We have an older ftl sib who has pretty much never left home. His friends all did well in their early 20s during the dotcom era. Him notsomuch. The bubble burst he got a job working for I think Apple for a year or so. Social media heated up again so he quit to pursue start up riches. Again, nope! He started a good half dozen companies over the years that went nowhere all funded by our parents. By the late 2000s he just gave up but refused to get another job.
Our parents paid for his entire life, car, clothes, food, entertainment, wedding, (he was married 2 years and they lived with my parents) divorce, child support, medical bills, everything.
Our father was removed from a ventilitor earlier this year. His only job was to take care of them in exchange for funding his life. He did the bare minimum and complained about "chores".
We suggested moving mom to assistsed living because she was not doing well. Whatever wouldn't cover the cost we would sell their house. He hit the roof. Yelling, screaming threatening. We later figured out he didn't care about our mom's well being. He was approaching the age when most are prepping for retirement, for the first time in his life he faced the prospect of having to be an adult like the rest of us and pay his own bills and had no $$.
He apologized but living a life of leisure with no responsibility on our parents dime made him an entitled, lazy jerk who lashed out when reality started to set in.

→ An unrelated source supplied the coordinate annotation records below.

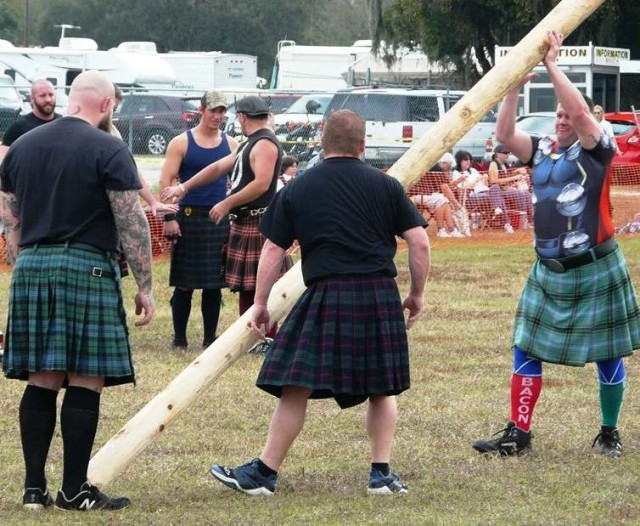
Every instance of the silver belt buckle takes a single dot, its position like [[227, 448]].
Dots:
[[257, 211]]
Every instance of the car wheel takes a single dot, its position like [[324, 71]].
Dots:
[[157, 141]]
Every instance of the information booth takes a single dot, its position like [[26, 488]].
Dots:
[[594, 70]]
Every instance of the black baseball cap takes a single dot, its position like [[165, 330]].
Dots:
[[253, 106]]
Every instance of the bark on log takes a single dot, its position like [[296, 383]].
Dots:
[[154, 418]]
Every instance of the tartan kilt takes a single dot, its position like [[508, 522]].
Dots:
[[345, 337], [243, 254], [63, 319], [586, 314], [196, 258]]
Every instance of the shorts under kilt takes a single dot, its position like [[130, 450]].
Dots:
[[586, 314], [63, 319], [196, 258], [345, 338], [243, 254]]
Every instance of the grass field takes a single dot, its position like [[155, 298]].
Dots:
[[460, 374]]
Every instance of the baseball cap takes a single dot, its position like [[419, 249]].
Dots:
[[214, 99], [253, 106], [447, 158]]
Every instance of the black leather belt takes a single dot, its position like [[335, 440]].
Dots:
[[594, 254], [241, 213], [200, 211], [96, 272]]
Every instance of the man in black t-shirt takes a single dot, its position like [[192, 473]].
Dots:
[[70, 195], [346, 336], [43, 102]]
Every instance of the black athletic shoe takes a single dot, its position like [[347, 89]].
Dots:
[[609, 443], [36, 499], [90, 498], [513, 441]]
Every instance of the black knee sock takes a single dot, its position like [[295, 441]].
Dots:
[[382, 467], [37, 415], [210, 306], [79, 422], [180, 311]]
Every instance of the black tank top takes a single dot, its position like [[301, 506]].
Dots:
[[242, 173]]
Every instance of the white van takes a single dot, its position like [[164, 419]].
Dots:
[[397, 117]]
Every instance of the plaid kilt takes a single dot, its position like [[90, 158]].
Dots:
[[243, 254], [586, 314], [63, 319], [345, 337], [196, 258]]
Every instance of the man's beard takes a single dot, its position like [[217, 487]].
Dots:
[[45, 109]]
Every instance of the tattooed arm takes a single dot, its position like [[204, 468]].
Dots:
[[12, 225], [133, 230]]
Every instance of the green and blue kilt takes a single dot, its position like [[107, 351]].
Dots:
[[196, 258], [243, 254], [345, 339], [586, 314], [61, 318]]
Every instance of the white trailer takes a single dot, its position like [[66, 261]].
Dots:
[[196, 70], [315, 68], [61, 64]]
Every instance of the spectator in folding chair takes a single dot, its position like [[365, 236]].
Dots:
[[475, 194], [514, 185], [438, 206]]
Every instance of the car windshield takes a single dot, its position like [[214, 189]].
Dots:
[[537, 124], [300, 106]]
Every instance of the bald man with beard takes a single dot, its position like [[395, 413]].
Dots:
[[70, 191], [43, 102]]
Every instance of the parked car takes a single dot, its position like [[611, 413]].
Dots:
[[397, 117], [148, 121], [626, 130]]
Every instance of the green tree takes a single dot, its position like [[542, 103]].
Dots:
[[8, 23], [462, 34]]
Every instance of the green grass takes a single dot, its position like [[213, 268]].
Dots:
[[460, 373]]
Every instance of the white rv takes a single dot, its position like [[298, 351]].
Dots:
[[61, 64], [200, 71], [315, 68]]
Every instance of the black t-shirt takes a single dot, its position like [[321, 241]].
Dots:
[[21, 126], [59, 174], [345, 215]]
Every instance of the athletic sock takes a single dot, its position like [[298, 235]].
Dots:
[[210, 307], [525, 391], [382, 467], [180, 311], [37, 416], [265, 470], [79, 422], [611, 397]]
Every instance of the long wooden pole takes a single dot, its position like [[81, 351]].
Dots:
[[153, 419]]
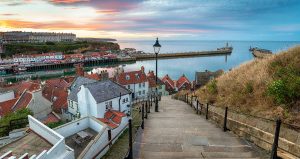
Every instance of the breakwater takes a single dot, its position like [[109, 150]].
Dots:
[[179, 55]]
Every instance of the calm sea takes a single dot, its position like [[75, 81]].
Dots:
[[176, 67]]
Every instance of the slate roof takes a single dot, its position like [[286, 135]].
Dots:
[[152, 80], [106, 90], [181, 81], [74, 88], [134, 77]]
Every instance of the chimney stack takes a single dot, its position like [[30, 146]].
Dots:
[[79, 69]]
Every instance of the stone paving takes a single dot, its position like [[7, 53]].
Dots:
[[177, 132]]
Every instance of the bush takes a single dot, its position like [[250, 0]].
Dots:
[[212, 86], [22, 113], [55, 124], [249, 87]]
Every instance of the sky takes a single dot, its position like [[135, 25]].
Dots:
[[263, 20]]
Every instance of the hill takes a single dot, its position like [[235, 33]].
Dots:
[[65, 47], [267, 87]]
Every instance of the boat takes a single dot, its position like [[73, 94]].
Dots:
[[260, 53], [226, 48]]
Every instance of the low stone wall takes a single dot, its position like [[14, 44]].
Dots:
[[257, 130]]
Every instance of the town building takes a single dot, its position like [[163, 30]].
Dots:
[[161, 87], [91, 97], [183, 83], [202, 78], [45, 57], [136, 81], [35, 37], [27, 94], [169, 83]]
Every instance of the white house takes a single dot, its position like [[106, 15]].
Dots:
[[89, 97], [136, 81]]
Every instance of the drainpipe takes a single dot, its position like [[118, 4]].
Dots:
[[120, 103]]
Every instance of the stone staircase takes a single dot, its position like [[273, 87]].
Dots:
[[177, 132]]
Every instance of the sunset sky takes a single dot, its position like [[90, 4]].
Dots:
[[168, 19]]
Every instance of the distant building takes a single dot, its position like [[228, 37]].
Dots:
[[161, 87], [183, 83], [35, 37], [201, 78], [136, 81], [45, 57]]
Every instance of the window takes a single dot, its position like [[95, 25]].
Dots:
[[108, 105]]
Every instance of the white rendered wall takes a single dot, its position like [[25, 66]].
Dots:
[[7, 96], [73, 127]]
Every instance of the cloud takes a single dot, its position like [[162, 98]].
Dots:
[[116, 5], [8, 14]]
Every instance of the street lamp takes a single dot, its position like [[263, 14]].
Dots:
[[156, 47]]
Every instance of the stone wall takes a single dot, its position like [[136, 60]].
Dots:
[[260, 131]]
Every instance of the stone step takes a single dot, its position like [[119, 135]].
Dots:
[[227, 149], [180, 155]]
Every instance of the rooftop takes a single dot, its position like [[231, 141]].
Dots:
[[74, 88], [79, 148], [105, 90]]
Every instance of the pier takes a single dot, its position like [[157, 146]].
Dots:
[[180, 55]]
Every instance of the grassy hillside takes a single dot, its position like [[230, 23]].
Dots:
[[264, 87]]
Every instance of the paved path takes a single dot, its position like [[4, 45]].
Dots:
[[177, 132]]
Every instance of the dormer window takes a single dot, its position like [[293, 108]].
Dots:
[[137, 76]]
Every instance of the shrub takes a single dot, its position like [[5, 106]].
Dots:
[[249, 87], [278, 90], [55, 124], [212, 86]]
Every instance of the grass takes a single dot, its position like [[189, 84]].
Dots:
[[267, 87], [120, 147]]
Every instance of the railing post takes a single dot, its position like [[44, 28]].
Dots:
[[149, 106], [109, 136], [197, 110], [276, 137], [187, 98], [146, 107], [225, 120], [130, 156], [142, 116], [206, 111]]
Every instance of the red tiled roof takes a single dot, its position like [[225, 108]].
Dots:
[[181, 81], [140, 78], [93, 76], [6, 107], [23, 101], [112, 118], [57, 82], [51, 118], [108, 123], [168, 81], [61, 100], [19, 88]]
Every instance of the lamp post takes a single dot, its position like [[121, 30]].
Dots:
[[156, 47]]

So sorry this happened to your family. Certainly a cautionary tale.
Anonymous
Anonymous wrote:Very common.

My stepsister was so violent that at 16/17, she had broken her mom’s bone. Caused tens of thousands of dollars of damage to our house, had multiple pregnancy scares, and became an alcoholic.

It was just a bad time period in her life. Thankfully, she’s 24 now, college educated, engaged, and doing well.


I highly doubt she won't revert back in times of stress.